The new incoming controversy surrounding the Affordable Care Act, colloquially known as ObamaCare, concerns its provision about ‘risk corridors.’ This provision requires the government to split losses over certain amounts with insurance companies in an attempt to keep them from going under.
Here is what you need to know about the next ObamaCare battle:
1. The Government Will Split Big Losses With Insurance Companies
The risk corridors provision of the Affordable Care Act is a bit of a “sorry” from the government to insurance companies. Those companies, who were forced into accepting the new legislation, will split their newly acquired losses with the federal government.
According to Forbes, if the insurance company spends over their “target” amount of money, 103% of it to be exact, the government will split those costs with them 50/50. If the costs go higher than that and exceed 108% of the company’s “target” amount, than the government will take 80% of the cost. This is, theoretically, to keep the new helpful legislation from causing insurance companies to go bankrupt.
2. Insurance Companies Will Loose Money if too Many ‘Unhealthy’ People Sign Up
Because insurance companies can no longer turn down people for pre-existing conditions, and because a number of those signing up for insurance through ObamaCare are in need of medical treatment, insurance companies may have to spend more money than they are receiving. Insurance companies make money from healthy people who put more money into insurance companies than, theoretically, the insurance companies will have to spend on them.
Under the new law, insurance companies are afraid they will fold under the cost of its new policy holders.
3. Marco Rubio Introduced a Bill to Eliminate the Section
On November 19, 2013, Senator Marco Rubio of Florida introduced a bill called the “ObamaCare Taxpayer Bailout Prevention Act” to the senate.
The bill summary is listed as:
Obamacare Taxpayer Bailout Prevention Act – Repeals the provision of the Patient Protection and Affordable Care Act that directs the Secretary of Health and Human Services (HHS) to establish and administer a program of risk corridors for calendar years 2014, 2015, and 2016 under which a qualified health plan offered in the individual or small group market is required to participate in a payment adjustment system based on the ratio of the allowable costs of the plan to the plan’s aggregate premiums.
4. Conservative Pundits are Calling it a ‘Bailout’
Yes, it is true that government money will go toward helping insurance companies from going under, but in many ways this is different from the government bailout’s we’ve seen in the past.
Unlike the banking industry which required bailing out after the 2008 financial collapse, the insurance industry did not cause this predicament on their own.
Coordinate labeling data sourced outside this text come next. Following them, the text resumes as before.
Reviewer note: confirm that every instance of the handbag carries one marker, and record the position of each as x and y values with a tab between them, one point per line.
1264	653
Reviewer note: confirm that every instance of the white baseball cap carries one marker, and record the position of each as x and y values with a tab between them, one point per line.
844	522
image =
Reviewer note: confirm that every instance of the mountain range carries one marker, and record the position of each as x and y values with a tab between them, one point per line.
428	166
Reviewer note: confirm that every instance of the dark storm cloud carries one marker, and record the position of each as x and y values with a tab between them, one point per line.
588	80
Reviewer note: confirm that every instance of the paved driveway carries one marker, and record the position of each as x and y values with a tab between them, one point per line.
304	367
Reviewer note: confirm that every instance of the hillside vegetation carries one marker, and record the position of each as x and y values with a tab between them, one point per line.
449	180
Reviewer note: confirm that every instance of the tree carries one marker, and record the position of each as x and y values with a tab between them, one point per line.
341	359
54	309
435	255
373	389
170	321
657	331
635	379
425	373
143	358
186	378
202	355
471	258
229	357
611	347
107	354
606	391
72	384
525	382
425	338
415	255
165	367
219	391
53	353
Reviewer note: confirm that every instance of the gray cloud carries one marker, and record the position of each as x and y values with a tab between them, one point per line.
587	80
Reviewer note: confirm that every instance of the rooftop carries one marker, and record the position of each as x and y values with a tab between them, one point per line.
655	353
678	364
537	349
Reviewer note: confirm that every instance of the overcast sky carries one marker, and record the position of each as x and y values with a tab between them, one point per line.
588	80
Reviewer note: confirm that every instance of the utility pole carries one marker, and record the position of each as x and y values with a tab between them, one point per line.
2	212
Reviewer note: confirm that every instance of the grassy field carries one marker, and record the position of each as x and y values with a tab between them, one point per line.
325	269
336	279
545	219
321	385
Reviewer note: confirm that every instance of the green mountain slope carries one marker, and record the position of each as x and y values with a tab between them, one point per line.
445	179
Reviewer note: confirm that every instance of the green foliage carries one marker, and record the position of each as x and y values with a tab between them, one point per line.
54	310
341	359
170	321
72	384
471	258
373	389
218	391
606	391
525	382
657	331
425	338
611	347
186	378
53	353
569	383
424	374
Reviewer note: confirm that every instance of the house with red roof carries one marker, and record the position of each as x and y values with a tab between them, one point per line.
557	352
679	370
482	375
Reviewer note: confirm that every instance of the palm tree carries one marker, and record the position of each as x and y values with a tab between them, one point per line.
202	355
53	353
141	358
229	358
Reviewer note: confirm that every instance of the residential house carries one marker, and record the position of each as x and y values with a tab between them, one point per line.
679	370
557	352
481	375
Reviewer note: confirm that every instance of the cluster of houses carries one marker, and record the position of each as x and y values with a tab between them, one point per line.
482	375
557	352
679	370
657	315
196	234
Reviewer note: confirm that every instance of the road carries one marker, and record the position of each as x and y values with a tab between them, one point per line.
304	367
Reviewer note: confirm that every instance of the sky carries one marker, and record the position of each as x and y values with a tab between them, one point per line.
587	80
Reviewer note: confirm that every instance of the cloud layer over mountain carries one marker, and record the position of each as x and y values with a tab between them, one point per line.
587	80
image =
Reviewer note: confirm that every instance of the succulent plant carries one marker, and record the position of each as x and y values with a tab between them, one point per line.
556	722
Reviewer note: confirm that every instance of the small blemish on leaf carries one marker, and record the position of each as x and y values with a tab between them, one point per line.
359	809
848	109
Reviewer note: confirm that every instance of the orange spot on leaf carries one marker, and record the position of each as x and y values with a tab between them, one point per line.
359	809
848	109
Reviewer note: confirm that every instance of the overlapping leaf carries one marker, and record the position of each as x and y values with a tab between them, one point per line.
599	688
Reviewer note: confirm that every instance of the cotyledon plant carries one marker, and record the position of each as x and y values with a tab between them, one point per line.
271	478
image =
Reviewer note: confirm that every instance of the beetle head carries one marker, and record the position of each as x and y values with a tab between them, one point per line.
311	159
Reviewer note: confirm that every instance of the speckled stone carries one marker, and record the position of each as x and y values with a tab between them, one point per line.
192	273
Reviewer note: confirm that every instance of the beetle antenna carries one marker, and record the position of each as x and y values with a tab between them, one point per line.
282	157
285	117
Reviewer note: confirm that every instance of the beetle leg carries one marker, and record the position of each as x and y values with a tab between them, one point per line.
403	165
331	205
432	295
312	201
It is also not a lump sum payment and, unlike a bailout of the banking industry, the average citizen can see some immediate benefits of insurance companies supplying coverage.
5. The Risk Corridors Close After 3 Years
One small but important detail about the controversial risk corridor provision of the Affordable Care Act is that the “corridor” closes after 3 years. The provision is just an attempt to keep the shock of instituting the law from forcing any insurance companies to close.